Pact of the CatacombsPope Francis seems to be the spirit of Vatican II personified.  In the couple of months in which he’s been our pontiff, we have experienced one new breath of fresh air after the next.

Can you boil down his message, as a person, to a phrase or two?  I’m not sure that it would do him or his charism justice, but what pops out the most to me is the word simplify.

Simplify the way to live.  (He’s at the Vatican guest house, Casa Marta, not the papal palace. Forget the ermine laced cape, the red shoes, the gold cross – take all of it down quite a bit to a more ordinary level.)

Simplify the paths to holiness. (A homily this week talked about “removing obstacles” which some in the church put in place between the people of God and the sacraments; on a somewhat similar vein, he spoke of meeting non-believers and atheists in the place of “doing good”, and that Christ has redeemed all of us.)

Simplify the faithful’s access to him. (The popemobile is without bullet proof glass. He says Mass for the employees of the Vatican – they do not have to “get tickets” like everyone else.  He drives his security detail crazy by mingling with people.)

There is much more, of course. But the simple approach is in line with his “poor church, for the poor” spirituality.  And it is 100% in line with the Pact of the Catacombs, signed by a few dozen bishops and theologians near the close of Vatican II.

To better understand the Pact of the Catacombs, I commend to you an article from 2010 – please read all of it, but here’s a helpful, brief excerpt:

On November 16, 1965, just days before the close of the Council, about 40 conciliar fathers celebrated a Mass in the Catacombs of St. Domitilla.

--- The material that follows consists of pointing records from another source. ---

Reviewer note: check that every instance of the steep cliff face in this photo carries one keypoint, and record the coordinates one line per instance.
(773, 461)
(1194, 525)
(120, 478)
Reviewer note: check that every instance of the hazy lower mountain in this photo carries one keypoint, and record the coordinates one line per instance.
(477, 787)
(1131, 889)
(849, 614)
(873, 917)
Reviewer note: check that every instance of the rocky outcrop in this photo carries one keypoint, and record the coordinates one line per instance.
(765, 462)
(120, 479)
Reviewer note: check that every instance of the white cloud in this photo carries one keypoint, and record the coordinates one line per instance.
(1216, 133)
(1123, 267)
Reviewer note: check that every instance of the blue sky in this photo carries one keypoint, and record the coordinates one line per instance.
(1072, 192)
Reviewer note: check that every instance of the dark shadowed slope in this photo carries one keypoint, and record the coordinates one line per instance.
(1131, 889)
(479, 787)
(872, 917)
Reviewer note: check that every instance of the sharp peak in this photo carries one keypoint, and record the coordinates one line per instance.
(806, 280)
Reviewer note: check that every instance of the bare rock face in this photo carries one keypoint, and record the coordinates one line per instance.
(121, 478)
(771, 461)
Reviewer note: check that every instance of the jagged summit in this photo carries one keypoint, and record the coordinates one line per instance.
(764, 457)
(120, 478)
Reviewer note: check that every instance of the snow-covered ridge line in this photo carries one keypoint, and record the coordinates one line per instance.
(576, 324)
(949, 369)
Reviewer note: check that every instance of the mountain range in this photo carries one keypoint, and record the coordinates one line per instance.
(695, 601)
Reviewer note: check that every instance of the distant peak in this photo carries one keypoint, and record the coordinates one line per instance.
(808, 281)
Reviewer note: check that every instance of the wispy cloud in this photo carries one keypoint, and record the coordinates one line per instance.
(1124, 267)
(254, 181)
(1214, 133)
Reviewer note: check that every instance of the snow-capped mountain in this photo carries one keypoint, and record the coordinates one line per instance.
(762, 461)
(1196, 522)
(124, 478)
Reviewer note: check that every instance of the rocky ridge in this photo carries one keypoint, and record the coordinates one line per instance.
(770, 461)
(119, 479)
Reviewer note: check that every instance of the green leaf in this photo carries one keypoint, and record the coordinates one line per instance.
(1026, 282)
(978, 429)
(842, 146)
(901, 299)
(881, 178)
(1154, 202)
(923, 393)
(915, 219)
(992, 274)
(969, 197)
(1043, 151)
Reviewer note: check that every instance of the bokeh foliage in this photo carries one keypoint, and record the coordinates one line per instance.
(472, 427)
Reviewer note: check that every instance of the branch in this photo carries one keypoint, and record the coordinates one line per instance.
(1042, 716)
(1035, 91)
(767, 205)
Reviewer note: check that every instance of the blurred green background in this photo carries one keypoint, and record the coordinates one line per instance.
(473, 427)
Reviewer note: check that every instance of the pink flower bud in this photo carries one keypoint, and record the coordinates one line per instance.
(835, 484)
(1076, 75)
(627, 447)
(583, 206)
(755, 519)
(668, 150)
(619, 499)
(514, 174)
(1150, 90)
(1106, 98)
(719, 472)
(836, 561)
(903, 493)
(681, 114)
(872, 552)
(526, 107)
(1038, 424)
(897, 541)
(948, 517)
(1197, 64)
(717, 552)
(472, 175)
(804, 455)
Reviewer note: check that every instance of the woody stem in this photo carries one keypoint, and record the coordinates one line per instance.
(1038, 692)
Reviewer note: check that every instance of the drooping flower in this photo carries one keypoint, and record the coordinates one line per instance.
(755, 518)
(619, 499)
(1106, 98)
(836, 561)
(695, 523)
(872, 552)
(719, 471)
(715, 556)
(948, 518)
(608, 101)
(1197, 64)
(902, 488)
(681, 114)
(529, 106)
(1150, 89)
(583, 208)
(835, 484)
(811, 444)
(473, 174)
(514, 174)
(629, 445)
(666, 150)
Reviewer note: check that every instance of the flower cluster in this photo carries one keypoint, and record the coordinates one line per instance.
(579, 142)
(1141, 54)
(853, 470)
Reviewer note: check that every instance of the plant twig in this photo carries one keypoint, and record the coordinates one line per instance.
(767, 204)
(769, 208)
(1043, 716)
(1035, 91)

They prayed to “be faithful to the spirit of Jesus,” and at the end of the celebration signed what they called “the pact of the catacombs”.

The “pact” is a challenge to the “brother bishops” to live a “life of poverty” and to be a “poor and servant” Church as John XXIII wanted. The signatories, including many Latin Americans and Brazilians, who were later joined by others, agreed to live in poverty, reject all symbols and privileges of power, and place the poor at the center of their pastoral ministry. The text would have a strong influence on the theology of liberation that sprouted up several years later.

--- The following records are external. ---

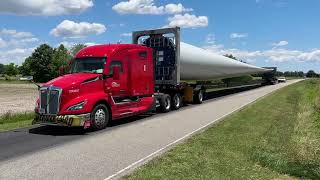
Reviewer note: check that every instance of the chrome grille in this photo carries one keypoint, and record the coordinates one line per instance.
(50, 100)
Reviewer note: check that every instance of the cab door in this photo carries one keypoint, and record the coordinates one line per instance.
(119, 87)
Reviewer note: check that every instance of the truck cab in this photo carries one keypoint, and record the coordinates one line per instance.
(103, 83)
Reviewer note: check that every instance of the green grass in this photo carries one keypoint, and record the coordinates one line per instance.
(14, 82)
(277, 137)
(13, 121)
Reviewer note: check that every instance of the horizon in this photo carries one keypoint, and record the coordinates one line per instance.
(260, 32)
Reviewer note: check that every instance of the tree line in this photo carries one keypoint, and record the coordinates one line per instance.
(44, 63)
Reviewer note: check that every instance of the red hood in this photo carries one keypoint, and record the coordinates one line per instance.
(70, 80)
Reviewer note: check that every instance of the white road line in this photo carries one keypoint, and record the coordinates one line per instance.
(180, 139)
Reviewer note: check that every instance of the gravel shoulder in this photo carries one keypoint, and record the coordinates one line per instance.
(17, 98)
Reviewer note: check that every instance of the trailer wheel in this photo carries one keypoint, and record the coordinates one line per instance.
(198, 97)
(100, 117)
(176, 102)
(165, 103)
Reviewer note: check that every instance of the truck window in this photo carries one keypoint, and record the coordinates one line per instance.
(115, 63)
(88, 65)
(143, 54)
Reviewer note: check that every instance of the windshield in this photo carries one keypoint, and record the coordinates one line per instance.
(88, 65)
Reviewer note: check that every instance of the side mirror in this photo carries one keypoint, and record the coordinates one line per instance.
(61, 70)
(116, 72)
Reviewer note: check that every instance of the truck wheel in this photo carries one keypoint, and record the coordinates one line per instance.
(198, 97)
(100, 117)
(176, 102)
(165, 103)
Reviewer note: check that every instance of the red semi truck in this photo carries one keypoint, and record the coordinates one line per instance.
(109, 82)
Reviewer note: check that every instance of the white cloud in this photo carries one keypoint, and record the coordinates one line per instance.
(16, 55)
(210, 39)
(126, 34)
(176, 9)
(188, 21)
(45, 8)
(13, 38)
(238, 35)
(281, 43)
(90, 44)
(15, 34)
(70, 29)
(148, 7)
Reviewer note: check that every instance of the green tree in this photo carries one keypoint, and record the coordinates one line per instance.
(61, 57)
(312, 74)
(25, 69)
(1, 68)
(39, 64)
(11, 69)
(76, 48)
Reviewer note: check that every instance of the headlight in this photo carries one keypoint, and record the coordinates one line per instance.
(77, 106)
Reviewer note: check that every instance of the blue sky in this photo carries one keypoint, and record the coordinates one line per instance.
(282, 33)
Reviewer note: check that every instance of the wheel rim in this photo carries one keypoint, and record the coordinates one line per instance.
(176, 100)
(200, 96)
(168, 103)
(100, 117)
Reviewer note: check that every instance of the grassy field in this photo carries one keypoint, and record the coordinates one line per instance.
(13, 121)
(277, 137)
(2, 81)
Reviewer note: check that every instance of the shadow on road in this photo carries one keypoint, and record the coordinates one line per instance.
(57, 131)
(29, 140)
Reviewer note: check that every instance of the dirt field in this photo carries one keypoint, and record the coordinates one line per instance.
(16, 98)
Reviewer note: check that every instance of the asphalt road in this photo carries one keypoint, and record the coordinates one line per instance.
(43, 152)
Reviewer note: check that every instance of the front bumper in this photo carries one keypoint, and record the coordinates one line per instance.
(63, 120)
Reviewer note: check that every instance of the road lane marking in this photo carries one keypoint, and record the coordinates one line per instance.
(180, 139)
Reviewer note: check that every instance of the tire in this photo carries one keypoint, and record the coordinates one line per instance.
(176, 101)
(99, 117)
(165, 103)
(198, 97)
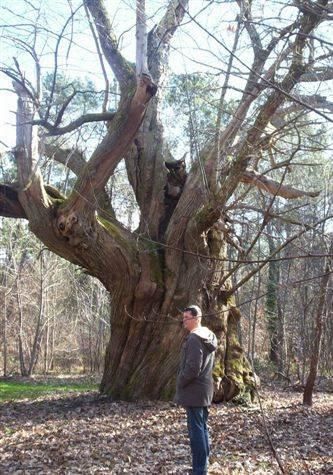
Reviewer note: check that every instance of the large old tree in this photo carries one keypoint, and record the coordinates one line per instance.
(177, 254)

Does this sound familiar? It should.  What we see in Pope Francis, and what was visible in him previously as the archbishop of Buenos Aires, is this “life of poverty”.  The cardinals who elected the former Cardinal Bergoglio knew exactly what they were doing – inviting in the spirit of poverty and the spirit of service where in all of recent memory we’ve instead had the spirit of ruling monarch.  Here we have “the first shall be last, and the last shall be first” lived beautifully.  The Pact of the Catacombs was signed almost 50 years ago, but we are seeing it alive in our day.  How fortunate we are to witness it.